The majority of high school and college students hate group projects. Especially the ones where each student on a team receives the same grade in spite of their participation in the group effort. It happens when most students don’t take the project seriously and put all the work upon one or two other members in the team.
With these seven tips, group projects no longer need to be something to stress out about or hastily throw together the night before it’s due.
1. Get to Know Each Other
Even if your class is comparatively small and you meet your peers at every class session, you might not really know them. Introduce yourself, exchange numbers and email addresses so that you can get a hold of each other while working on individual tasks. Although this step seems obvious, it is often skipped and people don’t know how to interact with each other.
2. Clarify Expectations and Roles
Every group needs a leader. Without someone to hold the group responsible for the project requirements the project will never get anywhere. If nobody steps up and take charge, you may need to take this position. Once the leader is assigned, it’s necessary to identify clear expectations for the project, delegate tasks to each individual, figure out the meeting time, and overall ensure that the quality of the project is up to standard.

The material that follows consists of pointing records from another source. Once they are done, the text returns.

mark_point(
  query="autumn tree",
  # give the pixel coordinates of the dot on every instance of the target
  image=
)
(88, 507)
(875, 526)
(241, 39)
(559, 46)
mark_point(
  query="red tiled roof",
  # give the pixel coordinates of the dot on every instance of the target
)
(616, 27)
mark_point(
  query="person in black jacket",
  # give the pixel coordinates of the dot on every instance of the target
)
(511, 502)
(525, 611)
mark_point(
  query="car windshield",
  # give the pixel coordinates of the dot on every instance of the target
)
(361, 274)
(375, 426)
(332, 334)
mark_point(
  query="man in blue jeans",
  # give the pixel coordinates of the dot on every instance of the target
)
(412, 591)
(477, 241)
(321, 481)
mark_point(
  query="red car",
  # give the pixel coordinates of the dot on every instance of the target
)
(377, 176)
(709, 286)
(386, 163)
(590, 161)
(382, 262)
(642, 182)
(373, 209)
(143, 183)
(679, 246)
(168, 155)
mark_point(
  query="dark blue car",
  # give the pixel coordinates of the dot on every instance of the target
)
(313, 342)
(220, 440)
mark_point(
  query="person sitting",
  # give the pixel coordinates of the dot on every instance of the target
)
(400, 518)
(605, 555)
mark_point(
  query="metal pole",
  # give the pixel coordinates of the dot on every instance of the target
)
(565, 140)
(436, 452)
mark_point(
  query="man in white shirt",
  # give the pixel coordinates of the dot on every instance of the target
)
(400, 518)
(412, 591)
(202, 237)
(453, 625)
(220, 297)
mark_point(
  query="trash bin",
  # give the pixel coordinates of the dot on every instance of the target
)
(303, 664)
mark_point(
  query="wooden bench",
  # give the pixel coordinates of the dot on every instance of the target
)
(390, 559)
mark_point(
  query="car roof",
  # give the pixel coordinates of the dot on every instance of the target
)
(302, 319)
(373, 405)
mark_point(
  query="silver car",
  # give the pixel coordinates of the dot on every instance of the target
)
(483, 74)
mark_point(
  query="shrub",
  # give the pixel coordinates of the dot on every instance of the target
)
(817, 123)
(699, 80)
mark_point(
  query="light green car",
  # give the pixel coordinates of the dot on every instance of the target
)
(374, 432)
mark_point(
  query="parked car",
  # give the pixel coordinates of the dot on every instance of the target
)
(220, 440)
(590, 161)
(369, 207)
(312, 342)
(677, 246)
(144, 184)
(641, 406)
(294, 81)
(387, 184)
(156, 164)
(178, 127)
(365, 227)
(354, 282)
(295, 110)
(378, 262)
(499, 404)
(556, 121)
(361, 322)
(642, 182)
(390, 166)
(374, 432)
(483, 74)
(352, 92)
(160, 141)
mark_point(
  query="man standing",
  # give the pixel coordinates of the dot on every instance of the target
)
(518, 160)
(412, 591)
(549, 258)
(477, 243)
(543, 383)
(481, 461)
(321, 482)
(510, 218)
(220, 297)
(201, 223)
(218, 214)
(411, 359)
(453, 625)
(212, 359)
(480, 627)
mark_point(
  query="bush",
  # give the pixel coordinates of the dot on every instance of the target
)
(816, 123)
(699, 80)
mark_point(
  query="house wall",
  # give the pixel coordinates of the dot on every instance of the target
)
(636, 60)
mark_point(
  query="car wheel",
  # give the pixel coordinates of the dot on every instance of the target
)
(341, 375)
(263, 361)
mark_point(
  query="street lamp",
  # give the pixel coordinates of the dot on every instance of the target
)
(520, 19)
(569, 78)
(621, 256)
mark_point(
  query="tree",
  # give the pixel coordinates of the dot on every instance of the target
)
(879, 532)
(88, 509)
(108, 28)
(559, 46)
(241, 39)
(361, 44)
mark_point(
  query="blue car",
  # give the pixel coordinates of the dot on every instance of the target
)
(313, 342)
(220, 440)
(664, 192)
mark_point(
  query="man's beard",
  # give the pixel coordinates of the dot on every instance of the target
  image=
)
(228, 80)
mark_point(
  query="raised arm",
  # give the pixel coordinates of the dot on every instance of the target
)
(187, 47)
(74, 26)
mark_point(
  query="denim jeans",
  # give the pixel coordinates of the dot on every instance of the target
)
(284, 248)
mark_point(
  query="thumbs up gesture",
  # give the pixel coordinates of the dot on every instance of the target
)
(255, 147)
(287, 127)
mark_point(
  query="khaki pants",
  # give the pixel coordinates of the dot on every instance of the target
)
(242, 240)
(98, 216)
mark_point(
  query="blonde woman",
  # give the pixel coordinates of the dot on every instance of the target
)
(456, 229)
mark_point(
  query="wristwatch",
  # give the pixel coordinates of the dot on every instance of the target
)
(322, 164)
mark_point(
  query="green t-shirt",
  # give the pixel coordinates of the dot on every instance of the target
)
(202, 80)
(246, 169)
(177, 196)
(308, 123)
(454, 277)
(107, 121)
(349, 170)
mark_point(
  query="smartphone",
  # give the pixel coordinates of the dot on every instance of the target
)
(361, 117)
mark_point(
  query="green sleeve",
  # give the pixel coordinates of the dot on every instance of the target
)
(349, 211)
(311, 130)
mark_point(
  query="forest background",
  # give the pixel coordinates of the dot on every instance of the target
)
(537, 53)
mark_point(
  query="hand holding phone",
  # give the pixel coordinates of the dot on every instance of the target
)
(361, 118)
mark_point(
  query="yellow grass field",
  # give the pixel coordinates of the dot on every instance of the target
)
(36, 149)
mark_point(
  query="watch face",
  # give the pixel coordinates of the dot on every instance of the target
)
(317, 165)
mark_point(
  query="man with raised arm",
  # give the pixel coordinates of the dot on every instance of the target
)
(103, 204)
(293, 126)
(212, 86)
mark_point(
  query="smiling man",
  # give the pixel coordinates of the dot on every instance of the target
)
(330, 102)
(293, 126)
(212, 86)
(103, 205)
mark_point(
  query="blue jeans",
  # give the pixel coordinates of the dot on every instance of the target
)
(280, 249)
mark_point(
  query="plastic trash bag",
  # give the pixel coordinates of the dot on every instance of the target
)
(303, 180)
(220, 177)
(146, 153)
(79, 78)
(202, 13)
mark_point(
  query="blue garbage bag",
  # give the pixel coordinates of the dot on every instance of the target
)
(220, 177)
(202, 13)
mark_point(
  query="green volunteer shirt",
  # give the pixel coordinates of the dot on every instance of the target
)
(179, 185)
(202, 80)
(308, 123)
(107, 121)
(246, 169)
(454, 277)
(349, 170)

3. Be Open to Different Ideas
Everyone has their strengths and weaknesses. If the project calls for creativity, don’t reproach the peer who is more prone to convergent thinking. Find a middle ground that all team members can agree upon and work from there. If you want everyone in your group to feel appreciated, the best way to do that is to openly listen to each point of view.
4. Create a Plan
It’s never a good idea to just dive into a project and expect that everyone understands what to do and when to do it. Even after you have delegated tasks to each team member, create a solid plan describing particular items assigned to every person and when those tasks should be completed. Don’t forget to schedule regular group meetings to assure everyone is moving in the same direction.
5. Communicate with each other
There are many ways to communicate and, as a team, it needs to be defined which ways work best for your specific group. Emails, phone calls, Facebook groups and Tweets are all great, but it’s highly recommend to use Gmail and Google Documents to work effectively. In addition to it, there are a myriad of task management apps that can help you not only survive but conquer group projects.
6. Don’t Procrastinate
It’s also important not to put off your tasks until the last minute. You will only create excessive stress for yourself and perhaps put your team grade at risk. Tackle assignments early, giving yourself plenty of time to ask questions or make changes, if it’s necessary. If everyone stays on task, you will be more confident in your final product and might actually have fun during your presentation.
7. Stay Positive
Group projects can be stressful at times, but they are not going away anytime soon. Try to stay positive when working in your group. Your optimistic attitude will rub off on your team members, and it will help in making the atmosphere all the more auspicious, and hopefully ease any tension.